Rookie_123
Rookie_123

Reputation: 2017

GridsearchCV Negative Score

I am using sklearn's GridSearchCV to get best parameters for my Random Forest Model.

Below is my code

model = RandomForestRegressor(random_state = 1, n_jobs = -1) 
param_grid = {"n_estimators": [5, 10]}



for parameter, param_range in dict.items(param_grid):   
    #get_optimum_range(parameter, param_range, RFReg, index)

    grid_search = GridSearchCV(estimator=model, param_grid = {parameter: param_range})
    grid_search.fit(X_train, y_train)
    results = pd.DataFrame(grid_search.cv_results_)
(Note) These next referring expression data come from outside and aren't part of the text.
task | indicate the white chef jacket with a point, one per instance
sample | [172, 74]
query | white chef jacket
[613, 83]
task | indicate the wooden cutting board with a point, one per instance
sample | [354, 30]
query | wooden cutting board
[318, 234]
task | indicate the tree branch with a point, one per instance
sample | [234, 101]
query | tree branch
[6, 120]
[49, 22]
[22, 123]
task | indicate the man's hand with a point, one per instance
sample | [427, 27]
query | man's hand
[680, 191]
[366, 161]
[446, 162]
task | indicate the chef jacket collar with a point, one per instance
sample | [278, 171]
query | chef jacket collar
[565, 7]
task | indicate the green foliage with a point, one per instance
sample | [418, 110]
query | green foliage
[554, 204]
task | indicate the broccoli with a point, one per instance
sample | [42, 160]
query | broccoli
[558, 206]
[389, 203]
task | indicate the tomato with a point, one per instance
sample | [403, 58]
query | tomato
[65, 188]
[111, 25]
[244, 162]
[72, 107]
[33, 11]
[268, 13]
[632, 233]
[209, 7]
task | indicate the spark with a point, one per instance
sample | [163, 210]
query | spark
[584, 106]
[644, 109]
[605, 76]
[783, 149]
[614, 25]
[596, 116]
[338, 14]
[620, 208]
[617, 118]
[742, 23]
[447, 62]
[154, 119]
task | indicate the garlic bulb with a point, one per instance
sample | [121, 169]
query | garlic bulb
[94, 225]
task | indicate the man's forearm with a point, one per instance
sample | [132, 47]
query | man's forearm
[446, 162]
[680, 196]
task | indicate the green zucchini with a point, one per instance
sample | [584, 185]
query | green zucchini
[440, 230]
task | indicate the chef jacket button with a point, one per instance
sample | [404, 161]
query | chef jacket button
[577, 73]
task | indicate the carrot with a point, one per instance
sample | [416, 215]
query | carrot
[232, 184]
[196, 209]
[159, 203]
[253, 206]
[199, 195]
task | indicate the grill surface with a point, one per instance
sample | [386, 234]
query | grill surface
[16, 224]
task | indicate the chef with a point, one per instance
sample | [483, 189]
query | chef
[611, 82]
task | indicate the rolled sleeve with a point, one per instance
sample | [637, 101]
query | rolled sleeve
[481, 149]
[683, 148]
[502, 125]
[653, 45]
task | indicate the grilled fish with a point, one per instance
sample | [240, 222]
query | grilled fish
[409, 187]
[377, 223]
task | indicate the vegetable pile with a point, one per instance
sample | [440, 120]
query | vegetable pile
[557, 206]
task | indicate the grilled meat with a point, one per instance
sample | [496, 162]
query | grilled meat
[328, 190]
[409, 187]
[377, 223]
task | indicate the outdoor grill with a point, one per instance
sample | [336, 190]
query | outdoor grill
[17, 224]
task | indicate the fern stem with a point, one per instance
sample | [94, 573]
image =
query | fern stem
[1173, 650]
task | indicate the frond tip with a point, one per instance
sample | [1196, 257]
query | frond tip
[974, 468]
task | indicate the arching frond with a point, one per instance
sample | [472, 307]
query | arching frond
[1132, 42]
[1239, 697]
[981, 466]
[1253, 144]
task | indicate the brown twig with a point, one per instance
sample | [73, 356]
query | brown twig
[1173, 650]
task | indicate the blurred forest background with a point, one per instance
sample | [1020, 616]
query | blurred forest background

My results dataframe is as below

enter image description here

If you observe my mean_test_score is negative but mean_train_score is positive.

What could be the reason for the same ?

My dataframe sizes

print(X_train.shape)
print(y_train.shape)
print(X_test.shape)
print(y_test.shape)

(538, 3)
(538,)
(112, 3)
(112,)

Upvotes: 1

Views: 6557

Answers (2)

Lorenz Walthert
Lorenz Walthert

Reputation: 4639

Apart from the fact that R^2 can be negative (detailed in other answers), it's worth noting that the scoring API is implemented to always minimise values, so in case higher is better for the user-supplied scoring function, the sign is flipped, as explained in https://stackoverflow.com/a/27323356/6917627.

Upvotes: 0

user1672455
user1672455

Reputation: 172

In gridsearch CV if you don't specify any scorer the default scorer of the estimator (here RandomForestRegressor) is used: For Random Forest Regressor the default score is a R square score : it can also be called coefficient of determination.

Returns the coefficient of determination R^2 of the prediction.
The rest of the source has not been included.